Chapter 23 - The Diving Trip

9.9K 1.4K 20
                                    

"Got it?"

Pada akhirnya, kami tetap berangkat. Kami berlepas dari Tanjung Benoa dengan boat milik orang tua Dewi yang berkapasitas empat puluh orang tapi saat ini hanya berisi tujuh orang termasuk dua awak kapal. Ada aku, Fathir, Dewi, Ezra, dan Daniela, cewek berparas bule yang menjadi gandengan Ezra hari ini. Tadi Ezra mengenalkan cewek itu sebagai temannya, tapi dari yang kulihat sepanjang perjalanan ini, sangat jelas kalau mereka bukan sekedar berteman.

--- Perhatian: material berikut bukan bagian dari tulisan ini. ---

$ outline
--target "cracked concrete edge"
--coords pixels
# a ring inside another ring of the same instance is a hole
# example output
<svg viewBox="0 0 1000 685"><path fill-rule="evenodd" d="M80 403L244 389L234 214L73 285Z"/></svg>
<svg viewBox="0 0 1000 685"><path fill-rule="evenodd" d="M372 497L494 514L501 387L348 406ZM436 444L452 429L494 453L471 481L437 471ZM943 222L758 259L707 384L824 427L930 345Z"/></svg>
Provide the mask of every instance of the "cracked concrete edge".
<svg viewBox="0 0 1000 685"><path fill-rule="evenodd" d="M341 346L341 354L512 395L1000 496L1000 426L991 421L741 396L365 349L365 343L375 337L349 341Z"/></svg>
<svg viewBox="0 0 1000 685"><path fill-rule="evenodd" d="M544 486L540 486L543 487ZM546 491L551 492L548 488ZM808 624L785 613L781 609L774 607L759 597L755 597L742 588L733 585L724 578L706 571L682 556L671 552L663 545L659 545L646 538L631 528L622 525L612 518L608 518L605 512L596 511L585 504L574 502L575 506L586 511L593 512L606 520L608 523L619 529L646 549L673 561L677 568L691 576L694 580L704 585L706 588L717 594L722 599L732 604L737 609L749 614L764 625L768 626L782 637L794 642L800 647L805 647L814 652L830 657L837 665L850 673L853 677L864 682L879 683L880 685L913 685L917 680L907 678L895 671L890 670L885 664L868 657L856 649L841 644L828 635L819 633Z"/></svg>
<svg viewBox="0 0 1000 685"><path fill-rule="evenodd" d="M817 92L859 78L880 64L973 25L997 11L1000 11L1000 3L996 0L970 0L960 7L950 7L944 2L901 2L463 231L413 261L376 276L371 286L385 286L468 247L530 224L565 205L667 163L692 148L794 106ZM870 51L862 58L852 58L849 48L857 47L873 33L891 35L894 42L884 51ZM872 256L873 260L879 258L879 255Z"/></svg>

Aku sudah tengah duduk di hadapan Ezra di atas dek. Kami semua, kecuali 'teman'-nya Ezra, sudah mengenakan pakaian selam. Bahkan Dewi sudah lengkap dengan gear-nya tidak sabar untuk loncat ke bawah. Fathir duduk di sampingku sambil terus merangkulku yang seharusnya mendengarkan briefing singkat dari Ezra. Tapi apapun yang dikatakan Ezra barusan tidak ada yang sampai ke telingaku. Semua terdengar blur dikalahkan oleh detak jantungku yang cukup kencang.

Tidak mau ambil resiko dengan pura-pura mengerti, aku menggelengkan kepalaku. Ezra berdecak kesal sambil membuang muka.

"You know for a doctor, you're not that smart," umpat Ezra sinis. Aku menyipitkan mataku ke arahnya, kesal.

Dari samping, Fathir mengusap-ngusap lenganku. "Kamu santai aja. Kan ada aku, ada Ezra. Ga seserem itu kok. Percaya deh."

Aku hanya bisa tersenyum dipaksakan. Kalau bisa, aku sangat mau percaya dengan Fathir, tapi sulit.

"Lama, ah. Gue duluan!" seru Dewi yang dengan ringannya loncat ke dalam laut. Membuatku reflek membelalak dan menelan ludah. Di permukaan laut, Dewi dengan ringannya melambaikan tangan lalu dalam sekejap menghilang ke dalam.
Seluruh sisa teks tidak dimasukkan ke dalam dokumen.